Biology and genetics of acquired and congenital melanocytic naevi

Maher NG, Scolyer RA, Colebatch AJ Pathology, 2022, ISSN 0031-3025


Acquired and congenital melanocytic naevi are common benign neoplasms. Understanding their biology and genetics will help clinicians and pathologists correctly diagnose melanocytic tumours, and generate insights into naevus aetiology and melanomagenesis.
Genomic data from published studies analysing acquired and congenital melanocytic naevi, including oncogenic driver mutations, common melanoma associated mutations, copy number aberrations, somatic mutation signature patterns, methylation profile, and single nucleotide polymorphisms, were reviewed. Correlation of genomic changes to dermoscopic features, particular anatomic sites and total body naevus counts, was also performed. This review also highlights current scientific theories and evidence concerning naevi growth arrest.

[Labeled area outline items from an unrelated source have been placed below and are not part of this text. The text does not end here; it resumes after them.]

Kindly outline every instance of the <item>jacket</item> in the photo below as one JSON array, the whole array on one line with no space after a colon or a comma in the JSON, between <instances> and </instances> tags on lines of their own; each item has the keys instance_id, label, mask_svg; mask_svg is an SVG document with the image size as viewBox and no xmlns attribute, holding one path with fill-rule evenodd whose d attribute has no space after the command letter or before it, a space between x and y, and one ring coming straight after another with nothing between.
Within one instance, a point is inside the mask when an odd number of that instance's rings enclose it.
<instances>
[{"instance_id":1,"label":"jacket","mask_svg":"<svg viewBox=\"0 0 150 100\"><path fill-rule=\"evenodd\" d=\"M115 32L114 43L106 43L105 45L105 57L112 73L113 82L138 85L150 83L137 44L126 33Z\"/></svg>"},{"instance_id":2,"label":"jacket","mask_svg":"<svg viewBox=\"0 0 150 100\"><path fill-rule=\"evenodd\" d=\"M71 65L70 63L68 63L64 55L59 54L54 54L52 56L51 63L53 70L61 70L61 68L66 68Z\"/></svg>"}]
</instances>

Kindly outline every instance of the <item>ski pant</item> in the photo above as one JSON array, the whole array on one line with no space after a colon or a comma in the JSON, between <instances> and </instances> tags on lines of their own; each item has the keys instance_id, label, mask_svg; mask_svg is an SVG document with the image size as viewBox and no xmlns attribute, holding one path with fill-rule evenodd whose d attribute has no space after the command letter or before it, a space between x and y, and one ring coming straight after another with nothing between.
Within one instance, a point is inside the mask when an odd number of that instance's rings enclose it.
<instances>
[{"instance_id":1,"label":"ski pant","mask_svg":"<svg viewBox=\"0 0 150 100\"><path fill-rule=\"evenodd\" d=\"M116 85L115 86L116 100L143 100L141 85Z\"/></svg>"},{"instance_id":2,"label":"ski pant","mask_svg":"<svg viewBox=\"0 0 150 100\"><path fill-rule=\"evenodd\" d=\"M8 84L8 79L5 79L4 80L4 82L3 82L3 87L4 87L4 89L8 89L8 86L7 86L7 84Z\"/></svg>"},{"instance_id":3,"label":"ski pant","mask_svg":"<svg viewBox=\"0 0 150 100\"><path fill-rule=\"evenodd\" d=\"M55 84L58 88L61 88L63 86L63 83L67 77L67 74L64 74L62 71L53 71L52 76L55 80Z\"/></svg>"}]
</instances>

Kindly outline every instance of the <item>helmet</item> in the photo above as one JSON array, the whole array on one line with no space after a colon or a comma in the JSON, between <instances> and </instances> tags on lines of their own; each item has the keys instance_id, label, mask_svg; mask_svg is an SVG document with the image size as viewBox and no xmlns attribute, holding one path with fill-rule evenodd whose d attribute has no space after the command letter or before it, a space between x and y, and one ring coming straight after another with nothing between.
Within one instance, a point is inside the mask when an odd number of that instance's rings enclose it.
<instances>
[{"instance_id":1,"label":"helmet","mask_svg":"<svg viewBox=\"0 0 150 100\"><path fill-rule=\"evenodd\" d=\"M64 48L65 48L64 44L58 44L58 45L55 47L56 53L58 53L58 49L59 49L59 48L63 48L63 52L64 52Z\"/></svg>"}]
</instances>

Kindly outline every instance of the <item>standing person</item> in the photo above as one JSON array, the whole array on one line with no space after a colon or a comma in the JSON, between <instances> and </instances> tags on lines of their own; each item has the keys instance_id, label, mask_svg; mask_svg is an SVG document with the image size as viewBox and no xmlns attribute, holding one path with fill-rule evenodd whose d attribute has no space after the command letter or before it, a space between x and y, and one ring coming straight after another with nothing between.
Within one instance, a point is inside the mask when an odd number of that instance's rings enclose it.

Acquired and congenital melanocytic naevi show simple genomes, typically characterised by mutually exclusive single oncogenic driver mutations in either BRAF or NRAS genes. Genomic differences exist between acquired and congenital naevi, common and dysplastic naevi, and by dermoscopic features. Acquired naevi show a higher rate of BRAF hotspot mutations and a lower rate of NRAS hotspot mutations compared to congenital naevi. Dysplastic naevi show upregulation of follicular keratinocyte-related genes compared to common naevi. Anatomical locations and DNA signatures of naevi implicates ultraviolet radiation and non-ultraviolet radiation pathways in naevogenesis.

DNA driver point mutations in acquired and congenital melanocytic naevi have been well characterised. Future research is required to better understand transcriptional and epigenetic changes in naevi, as well as those regulating naevus growth arrest and cell environment signalling.